Bresch, who was called before the committee to explain steep price hikes of the life-saving devices, insisted that the company only makes $100 profit per two-pack of EpiPens. The list price for such a two pack now stands at $608. However, back in 2007, before Mylan bought the rights to the pens and raised the price 15 times, an EpiPen was priced at around just $50.

In her testimony, Bresch blamed the puzzlingly small profit on undefined costs and America’s complicated healthcare system. The committee, however, didn’t buy that—and rightly so.

It turns out that the $100 profit figure was calculated by applying a 37.5 percent tax rate, which the company likely doesn’t pay. And the post-tax product was actually incorrect—it should have been $104 per two pack. So, the real, pre-tax profit from an EpiPen two pack is $166, a 66 percent increase from what Bresch told Congress.
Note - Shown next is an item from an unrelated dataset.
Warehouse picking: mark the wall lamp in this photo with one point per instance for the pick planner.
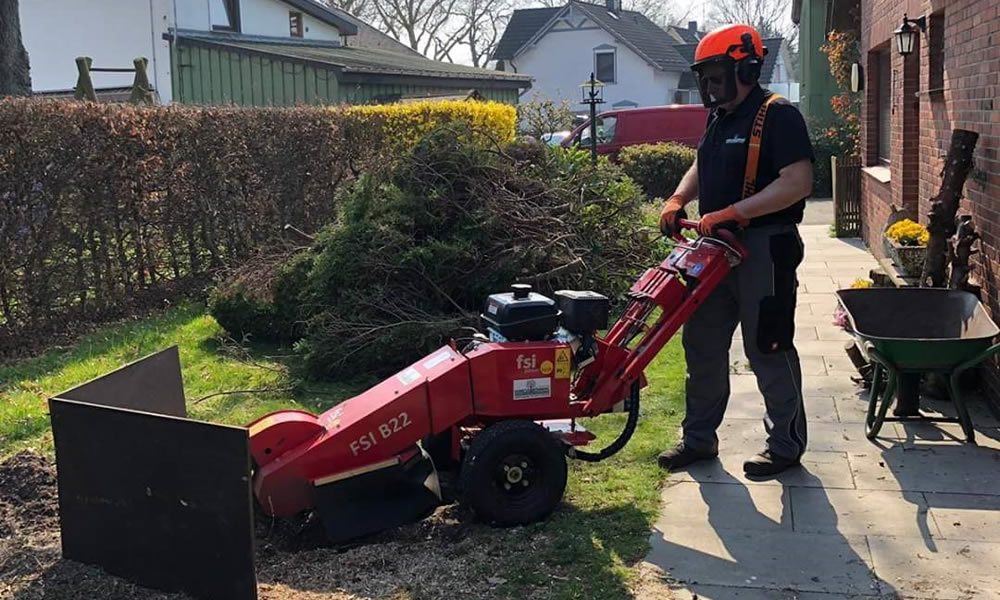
(906, 35)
Mylan said that including the statutory tax rate was standard, but experts shook their heads. A 37.5 percent tax rate “has nothing to do with reality,” Ryan Baum, an analyst with SSR Health LLC, a health-care investment-research firm, told the Wall Street Journal. Baum noted that the company only had a 7.4 percent tax rate overall last year and a tax rate close to zero in the US.

"It is intellectually dishonest to include tax provisions for US taxes that aren't due and that the company does not in fact anticipate ever having to pay," Edward Kleinbard, a professor of law and business at the University of Southern California, told the Los Angeles Times.

Another expert, Ronny Gal, an analyst at Sanford C. Bernstein, told the Wall Street Journal: “If EpiPen was its own company, it would be taxed at 37.5 percent. It’s just that it’s being taxed at a much lower rate because of the tax-avoidance schemes that [Mylan] and many other companies use.”

Last year, Mylan incorporated in the Netherlands to avoid paying US taxes. The company still operates out of Pennsylvania.

The new filing reveals that Mylan made $671 million from EpiPen sales this year, a ninefold increase from 2008 profits of $71 million. The company sells about 4 million EpiPen two-packs a year.